Rose Marie Belforti is the city clerk in Ledyard, New York. She is paid by the taxpayers to issue hunting licenses, marriage licenses, building permits and the like. When the state legalized same-sex marriage Belforti decided that God had revealed to her that she should not respect the legal rights of gay couples. Instead, she would tell gay people that they had to make a special appointment to come in another day. On that day the Clerk's Office would hire a second person, at taxpayer's expense, to come in and process the license.
Belforti says,"I want to do what the Bible tells me to do." Interesting, but the Bible doesn't say "thou shalt not do thy job if it means helping gay people." Whatever you think the Bible says about homosexuality it says nothing about marriage licenses or the duties of city clerks. But, what if someone argued, as the Church of the Creator does, that God doesn't want white folk, his "chosen people," to deal with black people. Would a clerk be able to require black residents to make special trips that white folks don't have to make, in order to get the same services?
Certainly the hatred that fundamentalists have toward gay people is well-known and widely documented. If a government employee, like Belforti, is allowed to take a salary from all the taxpayers, while not serving all the taxpayers equally, why should this principle stop with a city clerk? Can a fireman tell gay residents that he will not rescue them from a burning building or put out the flames in their home because he only wants to do what the Bible tells him to do?
According to a local newspaper Belforti "says people are opposed to accommodating her faith."
A fellow-Republican who is now running against Belforti says that is false, "it's about her beliefs not letting her do her job." And he is right. Belforti claims that religion, a claim to unsubstantiated revelation from a mystical source, has told her not to do the job for which she is being paid.

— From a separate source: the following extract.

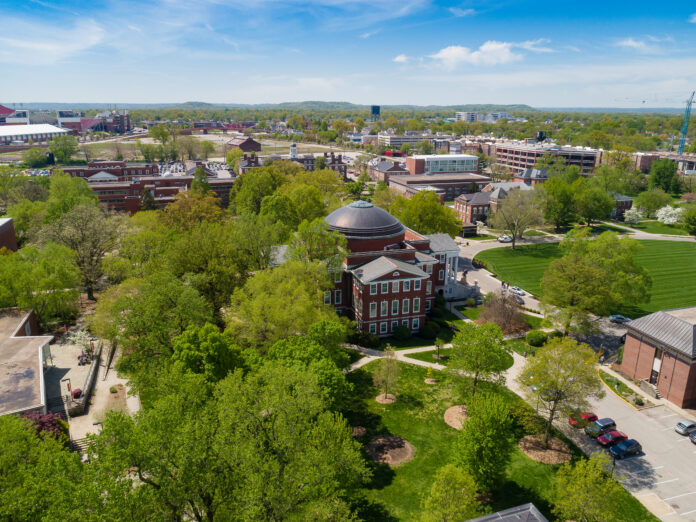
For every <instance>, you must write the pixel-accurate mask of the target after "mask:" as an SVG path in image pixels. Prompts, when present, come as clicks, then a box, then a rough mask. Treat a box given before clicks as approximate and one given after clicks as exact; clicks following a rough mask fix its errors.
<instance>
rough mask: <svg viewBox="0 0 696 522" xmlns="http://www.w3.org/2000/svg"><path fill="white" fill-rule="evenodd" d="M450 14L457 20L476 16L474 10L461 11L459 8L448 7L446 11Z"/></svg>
mask: <svg viewBox="0 0 696 522" xmlns="http://www.w3.org/2000/svg"><path fill="white" fill-rule="evenodd" d="M448 11H449V12H450V13H452V14H453V15H454V16H456V17H457V18H463V17H465V16H473V15H475V14H476V10H475V9H462V8H461V7H450V8H449V9H448Z"/></svg>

Instead of doing her own job, she is hiring a second person, also at taxpayer expense, to do the work she refuses to do.
One has a right to religious beliefs, no matter how irrational, hateful, or silly they may be. But one does not have a right to a specific job. If someone takes a job they are obliged to do the job. If they decide that some revelation from beyond has told them to not to do the work, they should relinquish the job.
No employee has the right to hold his employer hostage to whatever religious whims he or she may experience. That remains true whether or not the employer is the government.
Belforti has the right to indulge her own religious beliefs but she is doing so by costing the taxpayers unnecessary funds to hire a second person to do the work she has refused to do. When employees have ceased doing their job they have effectively terminated their employment. If Belforti had the best interest of the taxpayers at heart, and was sincere about her religious beliefs, then she should pay the cost of her beliefs, not the taxpayers, and that means resigning. It would be the decent thing to do.